Николин надел шапку, остановился у дверей и спросил:

— Куда лошадь поставить?

Мона отвела его в хлев, где стояла только одна корова, он привязал лошадь к краю яслей, и они вернулись в дом. Дед Мяука спал, как младенец, закутанный до подбородка, полуприкрыв глаза и сложив руки на груди. Мона позвала Николина в другую комнату, указала ему в полумраке постель и вышла. Он постоял, пока глаза его не привыкли к темноте, разделся и на цыпочках подошел к постели. На широком деревенском топчане лежал сенник, застланный полосатым покрывалом. При каждом движении сено шуршало и испускало запах сухих трав, посередине было углубление, належанное Мониным телом.
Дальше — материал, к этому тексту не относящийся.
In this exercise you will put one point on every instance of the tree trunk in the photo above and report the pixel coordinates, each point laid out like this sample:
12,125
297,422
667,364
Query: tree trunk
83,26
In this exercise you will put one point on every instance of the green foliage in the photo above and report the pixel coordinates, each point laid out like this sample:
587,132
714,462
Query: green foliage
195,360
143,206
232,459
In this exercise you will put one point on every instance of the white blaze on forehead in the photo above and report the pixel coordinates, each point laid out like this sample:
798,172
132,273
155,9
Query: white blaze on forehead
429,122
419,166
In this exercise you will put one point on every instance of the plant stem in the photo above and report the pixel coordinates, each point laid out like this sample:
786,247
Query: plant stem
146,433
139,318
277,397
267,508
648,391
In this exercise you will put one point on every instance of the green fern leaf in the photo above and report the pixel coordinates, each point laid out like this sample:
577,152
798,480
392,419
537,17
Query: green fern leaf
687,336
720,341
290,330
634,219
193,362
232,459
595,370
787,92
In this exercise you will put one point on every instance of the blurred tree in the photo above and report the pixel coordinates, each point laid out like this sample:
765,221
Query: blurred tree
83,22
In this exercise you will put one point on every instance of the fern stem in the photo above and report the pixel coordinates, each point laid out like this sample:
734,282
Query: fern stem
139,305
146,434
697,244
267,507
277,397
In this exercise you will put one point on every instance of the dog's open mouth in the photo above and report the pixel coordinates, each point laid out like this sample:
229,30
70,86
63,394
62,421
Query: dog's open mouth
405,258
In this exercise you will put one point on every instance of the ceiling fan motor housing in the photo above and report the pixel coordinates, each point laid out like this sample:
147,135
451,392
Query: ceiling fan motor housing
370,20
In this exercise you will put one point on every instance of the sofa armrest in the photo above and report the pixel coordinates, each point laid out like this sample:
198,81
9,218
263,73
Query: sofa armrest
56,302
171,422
Полоска света, проникавшая из-под двери, погасла, и в доме наступила тишина. Николину казалось, что потрескиванье сенника слышно в другой комнате, поэтому он не смел шевельнуться, лежал на спине, заложив руки за голову, и смотрел на синий квадрат окна. Он думал о превратностях своей судьбы, которая совершенно случайно привела его в постель девушки, и спрашивал себя, не кроется ли в этой случайности счастливое предзнаменование. Еще он думал о том, что скажет старик, если и завтра, и послезавтра, и послепослезавтра он останется в его доме, приютит ли он его, как обещал в этот вечер, или это была пьяная болтовня. Если его приглашение искренне, значит, он хочет взять его в зятья, не то как же он может звать в дом холостого парня. А как Мона — примет она его или в конце концов выпроводит, как выпроваживают случайных гостей? Он никогда раньше не думал о женитьбе, и это казалось ему сейчас и нелепым и привлекательным в одно и то же время, потому что образ Моны продолжал стоять у него перед глазами. «Не буду спать, а завтра встану пораньше и уеду», — говорил он себе и чувствовал, как тишина сладостно укачивает его, мысли разбегаются, а веки тяжелеют.